Small communities struggle to cope with precarious economic conditions, low birth rate and pollution.

A report released yesterday by the Romanian Academic Society (SAR) warns that there is a 50 pc possibility for small towns to face a survival crisis during the next 30 years. “Our forecast goes beyond official estimations, which exclusively refer to underprivileged areas and zones under restructuring that were formally declared as such after 1989. The sad reality is that many Romanian towns are in this situation and, additionally, we are witnessing the exaggerate development of new communities, which – in a longer run – will have various problems pertaining to environment, and economic and social perspectives. Today, one in 10 Romanians lives in such problem-ridden areas,” said Sorin Ionita, the SAR expert that coordinated the report.

According to the paper, various categories of urban communities are under high threat: most of them are single-industry towns built around mining operations, which were stimulated to artificially grow during the era of forced industrialisation (such as Moldova Noua and Balan), but there also are communities depending on energy-intensive industries subsidised by the state, like Victoria, in Brasov County, or Zimnicea in Teleorman County. The SAR paper shows that, in the present economic context, many of these communities are confronted by a decline of birth rate and living standards, which form a vicious circle. They also must deal with serious environmental problems resulting from obsolete industrial technologies, which make them unfit for tourism and significantly increases the cost of cleaning operations. “Some towns perhaps have the chance to survive if we enforce intelligent policies that will make them self-sustainable; others will disappear. Anyway, with few available resources, the state must find a solution to bring at a self-sustainable level these people that earn 20-30 pc less than the average income at country level,” Sorin Ionita believes.

Number of socially assisted, on the rise

An aspect that boosts the effects of poverty in Romania is the high number of people who receive social benefits. Although the government promised to curb the effects of crisis by lowering the number of social benefits recipients, official figures show the contrary.
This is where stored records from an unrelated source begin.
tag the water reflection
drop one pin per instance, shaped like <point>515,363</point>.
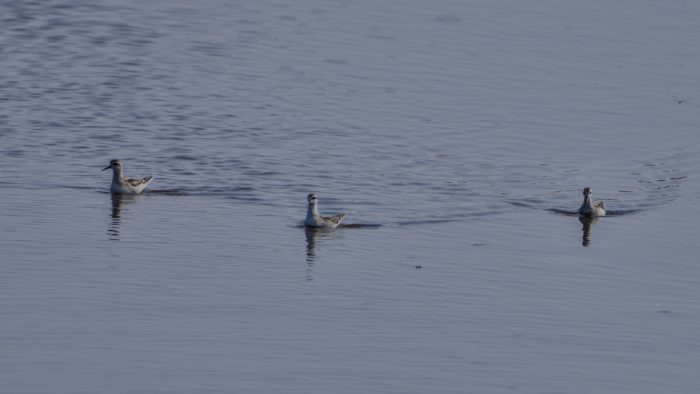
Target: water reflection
<point>118,202</point>
<point>312,235</point>
<point>587,222</point>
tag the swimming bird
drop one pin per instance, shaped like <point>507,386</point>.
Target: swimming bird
<point>125,185</point>
<point>589,208</point>
<point>314,219</point>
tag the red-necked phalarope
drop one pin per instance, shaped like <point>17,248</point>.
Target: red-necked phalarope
<point>125,185</point>
<point>589,208</point>
<point>314,219</point>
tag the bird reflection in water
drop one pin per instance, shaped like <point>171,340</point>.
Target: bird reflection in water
<point>587,221</point>
<point>312,235</point>
<point>118,202</point>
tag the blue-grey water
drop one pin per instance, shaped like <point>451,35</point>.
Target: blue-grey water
<point>457,135</point>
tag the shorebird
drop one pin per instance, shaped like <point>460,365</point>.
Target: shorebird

According to the National Agency for Social Benefits, quoted by Reali­tatea.net, over 7,300,000 Romanians received a form of social benefit in March this year – one million more than in December 2010. In its turn, the sum allotted from the state budget as welfare benefits has increased to RON 785 M in March, from RON 671 M last December. Statistics also show that child benefits top the list of social expenses, followed by the benefits paid to disabled people, the minimum guaranteed income and the heating aid. Most beneficiaries are in Bucharest and the counties of Iasi, Prahova, Suceava, Bacau, Arges, Dolj and Constanta.